Im not even kidding when I tell you that I dream about being one of them hick folk when I grow up. I think I may already be half way there already, but Im never sure. I find that half my days are spent daydreaming about what it would be like to truely live the country life. (hint.. i could be daydreaming in that pic.. but im not sure).
Ive definately lived "country style" but its always been broken up. Like I lived in a fifth wheel on my grandparents property once, but I was very young. And Ive also lived in half of a modular home planted in the middle of a farm that had animals. But I didnt acutally have to do anything with the animals cuz they were our landlords. I grew up with a father who owned an old beat up ford that always had dead animals in it from hunting trips... and fising. It seems like we just had little parts of country at a time!

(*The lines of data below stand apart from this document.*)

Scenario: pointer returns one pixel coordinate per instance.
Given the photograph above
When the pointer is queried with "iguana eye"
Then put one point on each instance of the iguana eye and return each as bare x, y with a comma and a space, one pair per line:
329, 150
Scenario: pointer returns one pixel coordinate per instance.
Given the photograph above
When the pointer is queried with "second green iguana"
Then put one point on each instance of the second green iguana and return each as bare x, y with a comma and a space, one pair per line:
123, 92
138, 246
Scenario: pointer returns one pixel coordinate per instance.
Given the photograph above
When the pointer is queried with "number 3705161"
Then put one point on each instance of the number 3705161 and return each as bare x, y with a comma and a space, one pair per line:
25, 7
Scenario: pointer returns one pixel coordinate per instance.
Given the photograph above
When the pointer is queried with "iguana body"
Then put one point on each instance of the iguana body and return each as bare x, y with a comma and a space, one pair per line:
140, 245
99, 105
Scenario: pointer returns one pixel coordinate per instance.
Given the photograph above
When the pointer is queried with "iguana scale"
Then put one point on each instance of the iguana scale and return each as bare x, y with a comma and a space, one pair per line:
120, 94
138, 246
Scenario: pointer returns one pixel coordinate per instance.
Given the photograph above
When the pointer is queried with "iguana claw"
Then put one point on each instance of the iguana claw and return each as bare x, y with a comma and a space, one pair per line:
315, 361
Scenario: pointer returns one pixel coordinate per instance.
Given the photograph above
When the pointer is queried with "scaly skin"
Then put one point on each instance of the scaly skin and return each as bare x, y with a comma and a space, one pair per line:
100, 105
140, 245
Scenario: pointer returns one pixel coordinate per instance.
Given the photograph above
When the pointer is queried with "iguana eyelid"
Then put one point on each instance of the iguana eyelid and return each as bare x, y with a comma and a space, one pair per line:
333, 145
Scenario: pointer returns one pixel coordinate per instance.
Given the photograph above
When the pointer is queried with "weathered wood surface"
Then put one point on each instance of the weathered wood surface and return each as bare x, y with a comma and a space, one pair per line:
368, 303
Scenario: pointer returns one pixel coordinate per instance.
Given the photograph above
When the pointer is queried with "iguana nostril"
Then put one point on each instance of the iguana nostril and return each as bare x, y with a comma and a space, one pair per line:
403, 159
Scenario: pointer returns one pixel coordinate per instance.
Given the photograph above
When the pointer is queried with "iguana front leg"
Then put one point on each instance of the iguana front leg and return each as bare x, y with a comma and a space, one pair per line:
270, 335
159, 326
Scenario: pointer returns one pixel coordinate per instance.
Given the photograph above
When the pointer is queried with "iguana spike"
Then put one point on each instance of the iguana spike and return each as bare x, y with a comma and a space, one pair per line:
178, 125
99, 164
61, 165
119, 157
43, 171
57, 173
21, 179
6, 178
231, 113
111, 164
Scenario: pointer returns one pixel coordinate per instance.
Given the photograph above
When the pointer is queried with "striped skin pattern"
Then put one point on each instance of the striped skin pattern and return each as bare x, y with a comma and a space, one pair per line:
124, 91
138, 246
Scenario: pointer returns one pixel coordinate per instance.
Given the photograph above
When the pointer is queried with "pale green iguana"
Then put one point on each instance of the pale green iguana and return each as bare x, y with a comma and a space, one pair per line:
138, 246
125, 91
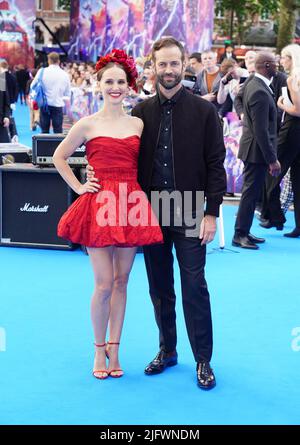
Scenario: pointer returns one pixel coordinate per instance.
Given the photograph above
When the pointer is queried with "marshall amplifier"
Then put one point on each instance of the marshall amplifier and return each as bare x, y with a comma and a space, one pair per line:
32, 202
44, 146
12, 153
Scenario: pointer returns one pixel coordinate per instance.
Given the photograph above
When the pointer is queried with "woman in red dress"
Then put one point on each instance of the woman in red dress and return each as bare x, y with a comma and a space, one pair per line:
113, 217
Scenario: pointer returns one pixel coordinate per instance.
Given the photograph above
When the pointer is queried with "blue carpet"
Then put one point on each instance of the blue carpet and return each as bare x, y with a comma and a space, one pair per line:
45, 369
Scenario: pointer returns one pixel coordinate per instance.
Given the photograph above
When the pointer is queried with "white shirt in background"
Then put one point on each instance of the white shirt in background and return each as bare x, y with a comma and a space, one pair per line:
56, 84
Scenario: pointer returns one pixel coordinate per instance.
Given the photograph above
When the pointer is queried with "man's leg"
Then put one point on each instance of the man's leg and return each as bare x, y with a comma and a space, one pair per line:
196, 303
295, 179
254, 177
159, 264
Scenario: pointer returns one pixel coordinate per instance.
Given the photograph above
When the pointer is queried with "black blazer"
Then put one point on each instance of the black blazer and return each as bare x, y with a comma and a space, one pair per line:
279, 81
259, 139
198, 147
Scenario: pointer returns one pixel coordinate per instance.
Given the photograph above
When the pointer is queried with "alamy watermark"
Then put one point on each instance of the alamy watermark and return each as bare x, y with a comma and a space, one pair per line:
167, 209
2, 339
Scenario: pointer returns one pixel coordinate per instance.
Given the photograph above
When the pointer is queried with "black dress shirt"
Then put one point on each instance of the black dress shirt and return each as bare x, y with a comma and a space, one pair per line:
163, 166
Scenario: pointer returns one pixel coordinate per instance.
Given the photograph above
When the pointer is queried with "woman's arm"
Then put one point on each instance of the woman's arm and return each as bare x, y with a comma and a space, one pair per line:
74, 139
294, 109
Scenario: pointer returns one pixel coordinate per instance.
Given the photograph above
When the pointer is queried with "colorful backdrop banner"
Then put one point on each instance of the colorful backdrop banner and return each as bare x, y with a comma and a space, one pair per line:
98, 26
16, 33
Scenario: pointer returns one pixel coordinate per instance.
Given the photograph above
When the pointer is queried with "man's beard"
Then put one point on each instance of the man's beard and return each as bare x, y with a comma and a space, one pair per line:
169, 84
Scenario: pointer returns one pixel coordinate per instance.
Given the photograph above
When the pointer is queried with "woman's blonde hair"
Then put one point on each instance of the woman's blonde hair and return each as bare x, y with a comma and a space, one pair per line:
293, 52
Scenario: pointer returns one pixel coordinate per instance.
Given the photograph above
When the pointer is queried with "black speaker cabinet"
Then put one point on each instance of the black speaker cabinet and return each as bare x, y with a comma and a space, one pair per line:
12, 153
32, 202
44, 146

I have a dream. I want to live on some acreage, maybe raise a few cattle and some random animals. Have a cute farm house with a huge front porch that I could drink my tea on. Then of course, with the land, there must be a John Deere Tractor and at least TEN vehicles that dont work. Gotta have an old beater ford truck, then a really nice Dodge to take off the property! Then i'll need a camper for the truck so that I could take my family camping out in the boonies. I want to be able to have parking lot parties (please refer to the "Out in the Parking Lot" Blog) and big backyard bonfires. Oh the life!... I apologize to all of you who cant really relate to what I am describing, but If you have a countrified soul, you know how good it feels to just be ... Country (f0r last of a better word).

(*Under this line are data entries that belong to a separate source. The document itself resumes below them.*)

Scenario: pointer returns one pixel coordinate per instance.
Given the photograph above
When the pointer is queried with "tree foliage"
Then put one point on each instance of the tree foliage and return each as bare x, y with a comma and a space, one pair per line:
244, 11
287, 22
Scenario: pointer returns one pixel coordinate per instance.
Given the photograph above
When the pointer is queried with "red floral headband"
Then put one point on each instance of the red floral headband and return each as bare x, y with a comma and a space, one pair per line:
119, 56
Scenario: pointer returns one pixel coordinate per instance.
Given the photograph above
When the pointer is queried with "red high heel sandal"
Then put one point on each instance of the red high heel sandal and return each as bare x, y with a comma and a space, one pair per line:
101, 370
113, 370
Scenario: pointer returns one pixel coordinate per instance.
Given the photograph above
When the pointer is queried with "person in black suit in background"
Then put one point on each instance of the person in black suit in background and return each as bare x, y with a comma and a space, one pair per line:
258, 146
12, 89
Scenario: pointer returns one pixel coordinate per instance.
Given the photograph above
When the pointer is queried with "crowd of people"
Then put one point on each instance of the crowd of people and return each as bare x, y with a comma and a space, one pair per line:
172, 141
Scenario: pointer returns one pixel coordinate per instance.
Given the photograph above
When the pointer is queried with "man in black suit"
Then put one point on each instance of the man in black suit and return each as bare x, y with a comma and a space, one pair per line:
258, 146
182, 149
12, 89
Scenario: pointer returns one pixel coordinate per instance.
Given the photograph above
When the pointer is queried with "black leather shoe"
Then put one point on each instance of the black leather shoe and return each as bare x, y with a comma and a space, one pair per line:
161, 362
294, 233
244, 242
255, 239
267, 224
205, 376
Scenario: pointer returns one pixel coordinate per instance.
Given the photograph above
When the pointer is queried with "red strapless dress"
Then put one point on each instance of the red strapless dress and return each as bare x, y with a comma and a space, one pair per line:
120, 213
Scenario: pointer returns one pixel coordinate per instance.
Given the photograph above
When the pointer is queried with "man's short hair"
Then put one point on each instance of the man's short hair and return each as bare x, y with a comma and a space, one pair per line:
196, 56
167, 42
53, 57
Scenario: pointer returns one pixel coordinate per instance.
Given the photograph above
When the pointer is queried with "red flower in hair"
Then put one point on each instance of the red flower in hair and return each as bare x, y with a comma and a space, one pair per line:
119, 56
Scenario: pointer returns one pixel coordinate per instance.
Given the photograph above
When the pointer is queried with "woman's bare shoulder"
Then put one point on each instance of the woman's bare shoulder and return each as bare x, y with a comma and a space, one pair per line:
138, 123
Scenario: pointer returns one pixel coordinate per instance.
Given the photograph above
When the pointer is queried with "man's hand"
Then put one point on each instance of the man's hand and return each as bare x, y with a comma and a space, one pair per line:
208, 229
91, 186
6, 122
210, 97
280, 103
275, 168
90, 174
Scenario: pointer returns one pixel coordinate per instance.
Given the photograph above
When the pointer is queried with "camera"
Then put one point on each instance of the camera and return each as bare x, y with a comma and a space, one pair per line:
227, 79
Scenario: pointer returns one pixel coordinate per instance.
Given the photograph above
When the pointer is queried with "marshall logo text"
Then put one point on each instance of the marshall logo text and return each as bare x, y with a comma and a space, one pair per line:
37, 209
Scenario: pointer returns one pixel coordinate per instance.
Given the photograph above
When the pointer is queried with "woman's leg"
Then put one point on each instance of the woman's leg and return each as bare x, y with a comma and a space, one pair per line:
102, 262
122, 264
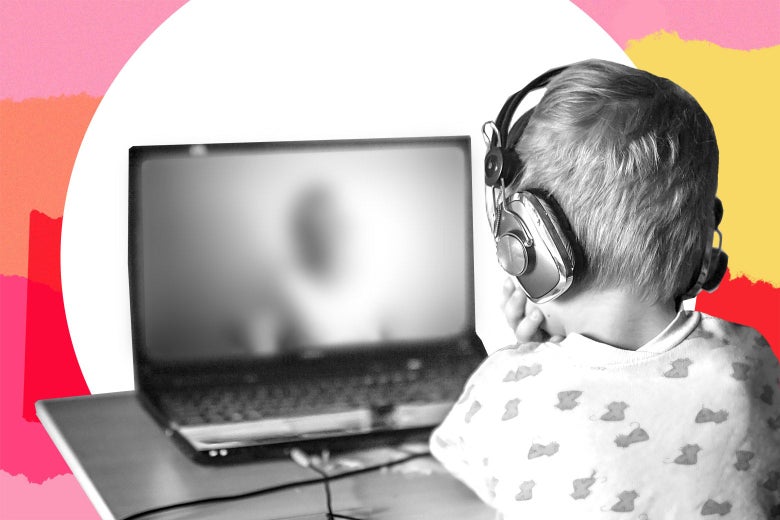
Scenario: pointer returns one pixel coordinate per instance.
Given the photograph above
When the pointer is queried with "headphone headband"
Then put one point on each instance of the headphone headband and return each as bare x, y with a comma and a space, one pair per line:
508, 110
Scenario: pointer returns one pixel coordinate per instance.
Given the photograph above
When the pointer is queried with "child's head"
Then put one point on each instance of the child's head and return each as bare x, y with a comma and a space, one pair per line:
632, 160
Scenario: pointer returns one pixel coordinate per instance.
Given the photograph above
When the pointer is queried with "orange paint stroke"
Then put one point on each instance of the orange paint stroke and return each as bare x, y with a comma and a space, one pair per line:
39, 140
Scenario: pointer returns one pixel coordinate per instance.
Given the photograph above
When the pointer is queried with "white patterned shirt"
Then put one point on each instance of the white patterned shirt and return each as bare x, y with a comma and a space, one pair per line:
686, 427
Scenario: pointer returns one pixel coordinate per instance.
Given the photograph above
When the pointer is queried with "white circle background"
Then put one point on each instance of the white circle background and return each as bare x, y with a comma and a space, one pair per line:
232, 71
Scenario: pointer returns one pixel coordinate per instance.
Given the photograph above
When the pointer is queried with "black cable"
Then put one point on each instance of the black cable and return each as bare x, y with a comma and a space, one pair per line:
328, 497
274, 489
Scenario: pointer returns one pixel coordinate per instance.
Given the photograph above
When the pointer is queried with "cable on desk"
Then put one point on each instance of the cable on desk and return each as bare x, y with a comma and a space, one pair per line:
277, 488
302, 459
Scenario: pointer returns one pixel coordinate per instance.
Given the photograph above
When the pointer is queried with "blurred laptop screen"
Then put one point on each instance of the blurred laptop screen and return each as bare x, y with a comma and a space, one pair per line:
301, 247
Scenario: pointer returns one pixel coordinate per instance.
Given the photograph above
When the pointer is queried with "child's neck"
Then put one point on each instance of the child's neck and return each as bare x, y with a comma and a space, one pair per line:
614, 317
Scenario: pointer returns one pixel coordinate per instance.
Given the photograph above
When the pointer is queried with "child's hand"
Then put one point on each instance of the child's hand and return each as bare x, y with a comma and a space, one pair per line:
523, 317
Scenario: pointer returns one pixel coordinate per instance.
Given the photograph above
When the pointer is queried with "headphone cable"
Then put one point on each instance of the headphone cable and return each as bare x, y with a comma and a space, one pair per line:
324, 478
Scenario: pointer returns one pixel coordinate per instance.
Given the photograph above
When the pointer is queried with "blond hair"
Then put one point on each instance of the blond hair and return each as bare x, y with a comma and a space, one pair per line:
632, 161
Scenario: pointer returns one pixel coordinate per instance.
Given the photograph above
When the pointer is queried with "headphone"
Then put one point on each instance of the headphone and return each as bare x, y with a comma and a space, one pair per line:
534, 241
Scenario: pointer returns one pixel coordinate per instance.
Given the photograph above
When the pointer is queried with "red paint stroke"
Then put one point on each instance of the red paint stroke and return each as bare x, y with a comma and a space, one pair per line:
50, 366
741, 301
26, 448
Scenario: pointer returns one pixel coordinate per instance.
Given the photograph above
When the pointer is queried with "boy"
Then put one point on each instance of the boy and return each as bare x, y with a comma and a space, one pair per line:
640, 411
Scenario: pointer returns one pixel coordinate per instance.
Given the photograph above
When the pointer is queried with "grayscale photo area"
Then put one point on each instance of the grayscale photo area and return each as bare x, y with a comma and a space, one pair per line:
293, 249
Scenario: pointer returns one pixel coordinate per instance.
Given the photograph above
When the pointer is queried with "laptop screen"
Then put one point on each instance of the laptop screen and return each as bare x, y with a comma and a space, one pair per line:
265, 249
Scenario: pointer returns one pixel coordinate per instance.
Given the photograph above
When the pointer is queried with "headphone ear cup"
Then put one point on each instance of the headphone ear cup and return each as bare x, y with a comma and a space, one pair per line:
494, 166
501, 164
719, 262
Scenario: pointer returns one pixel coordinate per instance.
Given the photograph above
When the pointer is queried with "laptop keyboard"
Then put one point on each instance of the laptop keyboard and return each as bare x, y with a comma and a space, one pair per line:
228, 404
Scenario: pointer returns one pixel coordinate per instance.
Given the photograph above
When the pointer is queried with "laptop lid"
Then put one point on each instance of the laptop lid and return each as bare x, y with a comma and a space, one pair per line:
255, 261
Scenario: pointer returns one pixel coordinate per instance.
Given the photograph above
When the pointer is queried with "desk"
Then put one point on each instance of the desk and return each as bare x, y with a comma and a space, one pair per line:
126, 464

But I do have to say that I am torn. I cannot decide whether I want to do fulltime ministry (which would lead to me most likely not having the lifestyle above), or I could continue in the direction I am heading right now. I dont feel like I could have both - but then I cant really figure out what God is calling me to do. I am reading this devotional for the Amish folk and I really love how simple their lives are. Like, I would love to have the "ministry" of raisin my children in a Christian home, and having an open home where poeple could feel free to stop by for homeade iced tea, pie and conversation. It sounds amazing to me, but I think God has something bigger in mind, and I dont know what it is! I always thought that I would be a pastor, or missionary or something along those lines. Then I went into Youth Ministry and I have no real desire to be a pastor or missionary, unless it was to just to be a servent God. I dont know the answers to these things, still taking it one job/opportunity at a time. It recently dawned on me that the best ministry has to do with building relationships ie. being a friend, mentor, parent.. and so on. I like that minisry, and it would definately fit into my dream country world!
So the latest and greatest on the news front... I passed my TCP (Traffic Control Person) training this weekend. I now have a bright Orage certificate that says I and certified. And soo I will be receiving a liscence sized one for my wallet with my beautiful picture on it! I am stoked about this, and hopefully will have a job within the next few weeks!!! (let me know if you know any companies hiring TCPs). So everything is going great here. I start my UCFV classes Tuesday night which means I have to buy my text book tomorrow *chi-ching*. Im excited tho!
Time to get some rest for my big day tomorrow. I do believe that I am reading most of the day!!! Adios
Ps. Josh Turner (sings that song "Would you go with me") pretty much has the sexiest voice I have ever heard! Girls: you should hear his stuff.